Pourquoi les élites se sont-elles retirées ? Pourquoi ce retrait ? Parce que l'élite est devenue une cible. Sur les réseaux sociaux, elle est quotidiennement injuriée, insultée, rabaissée. On l'accuse d'être conspirationniste, de travailler pour l'étranger, d'être vendue, déconnectée ou prétentieuse. Ces attaques systématiques, amplifiées par des « virages » virtuels, ont fini par décourager ceux qui auraient pu offrir une alternative crédible. Plutôt que de se salir dans ce vacarme, beaucoup se sont tus. Ce vide a nourri un populisme ambiant. Les dirigeants politiques actuels surfent sur la même vague de dénigrement des élites pour consolider leur pouvoir. En s'alignant sur les discours les plus simplistes et les plus agressifs, ils se posent comme la voix du « vrai peuple » contre des élites présentées comme corrompues ou traîtresses. Le résultat est là : un espace public saturé par les médiocres, où les élites compétentes sont marginalisées, et où le populisme prospère.

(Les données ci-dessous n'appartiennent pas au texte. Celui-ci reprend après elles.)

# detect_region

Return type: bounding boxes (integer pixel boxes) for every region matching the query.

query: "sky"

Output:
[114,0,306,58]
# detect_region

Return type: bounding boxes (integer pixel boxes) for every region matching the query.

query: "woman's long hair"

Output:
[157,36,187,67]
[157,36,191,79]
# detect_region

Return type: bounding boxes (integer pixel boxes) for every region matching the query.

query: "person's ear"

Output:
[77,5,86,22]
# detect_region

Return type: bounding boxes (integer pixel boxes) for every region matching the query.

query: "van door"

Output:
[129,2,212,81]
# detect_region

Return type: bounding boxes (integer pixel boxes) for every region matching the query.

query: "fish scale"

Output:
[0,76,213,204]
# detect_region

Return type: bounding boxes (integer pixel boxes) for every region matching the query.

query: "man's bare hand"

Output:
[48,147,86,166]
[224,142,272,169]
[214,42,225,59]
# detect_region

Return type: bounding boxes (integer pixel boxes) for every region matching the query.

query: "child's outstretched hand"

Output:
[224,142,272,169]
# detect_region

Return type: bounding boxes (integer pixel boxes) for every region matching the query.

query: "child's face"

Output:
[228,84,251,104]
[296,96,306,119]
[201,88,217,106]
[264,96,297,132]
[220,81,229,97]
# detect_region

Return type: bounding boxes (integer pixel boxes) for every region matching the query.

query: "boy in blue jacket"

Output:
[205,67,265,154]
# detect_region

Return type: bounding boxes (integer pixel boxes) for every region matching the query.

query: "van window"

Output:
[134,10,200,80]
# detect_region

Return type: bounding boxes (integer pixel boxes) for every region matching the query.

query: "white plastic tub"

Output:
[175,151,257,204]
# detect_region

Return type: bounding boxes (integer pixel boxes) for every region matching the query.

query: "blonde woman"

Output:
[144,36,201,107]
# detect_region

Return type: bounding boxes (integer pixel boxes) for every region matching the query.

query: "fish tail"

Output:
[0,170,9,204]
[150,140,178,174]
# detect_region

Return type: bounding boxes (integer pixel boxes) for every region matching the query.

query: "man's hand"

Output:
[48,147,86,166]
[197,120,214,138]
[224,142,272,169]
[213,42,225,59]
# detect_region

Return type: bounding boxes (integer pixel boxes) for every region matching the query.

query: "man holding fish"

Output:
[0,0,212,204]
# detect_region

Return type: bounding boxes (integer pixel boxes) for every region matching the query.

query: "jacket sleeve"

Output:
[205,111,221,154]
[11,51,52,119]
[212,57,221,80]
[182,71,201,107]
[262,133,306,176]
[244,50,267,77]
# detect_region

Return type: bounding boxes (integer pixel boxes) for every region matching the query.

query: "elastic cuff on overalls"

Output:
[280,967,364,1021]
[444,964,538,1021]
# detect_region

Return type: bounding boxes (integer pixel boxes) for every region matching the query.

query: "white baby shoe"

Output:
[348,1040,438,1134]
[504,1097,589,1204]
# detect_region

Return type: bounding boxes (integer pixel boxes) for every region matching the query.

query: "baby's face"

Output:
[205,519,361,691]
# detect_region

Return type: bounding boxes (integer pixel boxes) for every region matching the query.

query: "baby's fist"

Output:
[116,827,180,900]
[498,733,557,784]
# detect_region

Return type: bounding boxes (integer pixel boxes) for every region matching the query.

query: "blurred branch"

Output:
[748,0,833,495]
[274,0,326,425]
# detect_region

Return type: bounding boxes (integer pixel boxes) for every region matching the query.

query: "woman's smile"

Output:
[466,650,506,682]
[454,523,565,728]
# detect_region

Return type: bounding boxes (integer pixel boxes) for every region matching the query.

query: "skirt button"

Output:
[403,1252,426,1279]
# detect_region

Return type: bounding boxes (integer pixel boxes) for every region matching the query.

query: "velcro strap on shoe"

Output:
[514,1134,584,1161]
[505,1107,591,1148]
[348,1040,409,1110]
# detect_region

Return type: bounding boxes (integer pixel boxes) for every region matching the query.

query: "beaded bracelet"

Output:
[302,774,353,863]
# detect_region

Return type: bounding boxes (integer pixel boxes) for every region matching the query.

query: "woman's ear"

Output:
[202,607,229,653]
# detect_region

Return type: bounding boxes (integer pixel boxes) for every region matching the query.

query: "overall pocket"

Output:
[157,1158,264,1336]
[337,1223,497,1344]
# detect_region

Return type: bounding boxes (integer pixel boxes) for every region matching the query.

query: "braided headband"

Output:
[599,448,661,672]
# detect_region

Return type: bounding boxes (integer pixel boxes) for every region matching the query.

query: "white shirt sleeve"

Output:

Une crise de crédulité collective L'histoire d'Olfa Hamdi, de Bahri Jelassi ou d'Adel Dridi ne relève pas seulement d'excentricités individuelles. Elle révèle une société entière vulnérable aux illusions. Cette crédulité collective a des racines profondes. Elle s'enracine d'abord dans le désenchantement post-révolutionnaire. Après 2011, des millions de Tunisiens espéraient un avenir meilleur, plus juste, plus prospère. Les échecs répétés des gouvernements successifs ont laissé un vide d'espoir, que les discours outranciers et les promesses irréalistes sont venus combler. Elle est nourrie aussi par la faillite institutionnelle. L'Etat n'offre plus de repères clairs, ni de discours crédible. Les institutions sont perçues comme défaillantes, corrompues ou impuissantes. Dans ce contexte, la parole du farfelu, du mégalomane ou du charlatan acquiert un attrait particulier : elle paraît plus forte, plus audacieuse, plus radicale. Elle s'alimente enfin d'une culture numérique où l'émotion prime sur la raison. Les réseaux sociaux valorisent le spectaculaire, le choc, l'absurde. Les "likes" remplacent la réflexion, les "partages" tiennent lieu de légitimité. Dans ce brouhaha, celui qui crie le plus fort, qui se présente comme sauveur ou victime, trouve toujours une audience. Ce qui choque n'est pas seulement l'existence de ces personnages, mais le fait qu'ils trouvent des foules prêtes à les applaudir, à les croire, voire à se battre pour eux. Adel Dridi a eu des victimes qui manifestaient pour sa libération. Olfa Hamdi a des milliers de partisans convaincus qu'elle incarne une chance unique pour le pays. Bahri Jelassi a longtemps occupé la scène médiatique, non pas malgré ses élucubrations, mais grâce à elles. La Tunisie n'affronte donc pas seulement une crise économique ou politique. Elle traverse une crise de crédulité, où la faiblesse des institutions, le discrédit des élites et l'influence déformante des réseaux sociaux produisent un cocktail explosif. Une crise qui transforme les illusions en vérités, les imposteurs en leaders et les hurluberlus en vedettes.